Several lumps of stainless steel were set into the green velvet. It took him a few seconds to realize what he was looking at. Sex toys. Beautifully carved instruments. Dildos. Butt plugs. Nipple clamps. In ivory, jade, glass. A human-hair scourge with a gold-embossed handle. Some were engraved with Chinese characters. The prices on the tags started in the low hundreds.
‘She bought this sort of stuff from you?’
‘She did.’
‘How long has she been coming here?’
‘Eighteen months? More. I couldn’t say for sure.’

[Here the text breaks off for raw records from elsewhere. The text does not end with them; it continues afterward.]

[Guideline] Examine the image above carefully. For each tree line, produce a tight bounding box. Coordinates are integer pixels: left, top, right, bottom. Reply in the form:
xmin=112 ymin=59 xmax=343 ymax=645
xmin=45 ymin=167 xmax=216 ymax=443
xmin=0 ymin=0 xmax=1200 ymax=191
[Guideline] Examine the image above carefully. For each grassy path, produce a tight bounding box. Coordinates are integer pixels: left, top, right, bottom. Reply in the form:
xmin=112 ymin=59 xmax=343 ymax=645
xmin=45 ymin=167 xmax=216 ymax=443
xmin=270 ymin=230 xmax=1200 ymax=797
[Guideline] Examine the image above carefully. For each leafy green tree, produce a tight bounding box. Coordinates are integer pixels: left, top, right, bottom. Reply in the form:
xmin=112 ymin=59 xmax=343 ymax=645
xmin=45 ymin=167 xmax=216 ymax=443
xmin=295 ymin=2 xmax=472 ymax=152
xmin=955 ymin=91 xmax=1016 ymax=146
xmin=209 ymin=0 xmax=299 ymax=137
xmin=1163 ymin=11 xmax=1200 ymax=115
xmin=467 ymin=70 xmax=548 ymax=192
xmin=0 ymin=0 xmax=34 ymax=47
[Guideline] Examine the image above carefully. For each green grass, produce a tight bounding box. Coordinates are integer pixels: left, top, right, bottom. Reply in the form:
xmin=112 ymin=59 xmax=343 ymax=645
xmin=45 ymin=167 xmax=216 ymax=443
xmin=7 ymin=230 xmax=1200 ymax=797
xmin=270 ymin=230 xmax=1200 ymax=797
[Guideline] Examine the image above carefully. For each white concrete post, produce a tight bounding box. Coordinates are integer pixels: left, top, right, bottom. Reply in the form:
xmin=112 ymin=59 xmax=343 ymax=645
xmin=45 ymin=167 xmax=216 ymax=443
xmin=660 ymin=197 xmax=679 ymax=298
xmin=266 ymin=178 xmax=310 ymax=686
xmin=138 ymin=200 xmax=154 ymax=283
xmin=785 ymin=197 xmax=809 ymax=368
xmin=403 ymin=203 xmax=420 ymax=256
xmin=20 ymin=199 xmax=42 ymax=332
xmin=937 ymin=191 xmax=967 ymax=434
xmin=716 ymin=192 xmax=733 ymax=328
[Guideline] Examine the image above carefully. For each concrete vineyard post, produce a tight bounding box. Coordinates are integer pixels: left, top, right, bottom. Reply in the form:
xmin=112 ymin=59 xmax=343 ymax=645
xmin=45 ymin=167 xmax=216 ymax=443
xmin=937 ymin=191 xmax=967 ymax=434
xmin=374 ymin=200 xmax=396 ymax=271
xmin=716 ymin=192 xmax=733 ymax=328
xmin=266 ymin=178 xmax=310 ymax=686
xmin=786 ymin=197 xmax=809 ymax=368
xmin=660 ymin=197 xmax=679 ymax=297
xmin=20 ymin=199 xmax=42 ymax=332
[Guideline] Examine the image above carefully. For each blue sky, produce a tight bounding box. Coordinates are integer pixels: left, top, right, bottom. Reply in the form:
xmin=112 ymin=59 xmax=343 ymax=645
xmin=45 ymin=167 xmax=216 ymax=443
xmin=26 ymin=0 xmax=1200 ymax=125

Lucy, Caffery thought, you’re not the girl I thought you were. There’s another side to you. Did you play sex games? Maybe that was when someone gave you the pills. Did he tell you they’d help the sex?
‘When she visited, would she always be on her own?’
‘I believe so.’
‘And she never seemed anxious?’
‘No.’
‘Never said anything about feeling she was in danger?’
There was a pause. Then Pooley said, in a careful voice, ‘She bought things from me. I don’t think she ever came here expecting to share her secrets. I only knew her well enough to exchange pleasantries. I knew what she liked to collect and sometimes I acquired things with her in mind, but our connection was purely aesthetic.’
Caffery looked at the human-hair whip. At the butt plugs. ‘Aesthetic?’
Pooley curled a nostril, as if Caffery smelt bad. ‘I shared her taste in collectibles, Mr Caffery.’ He snapped the box shut. ‘Her taste in the bedroom? Well, please – she was a customer.’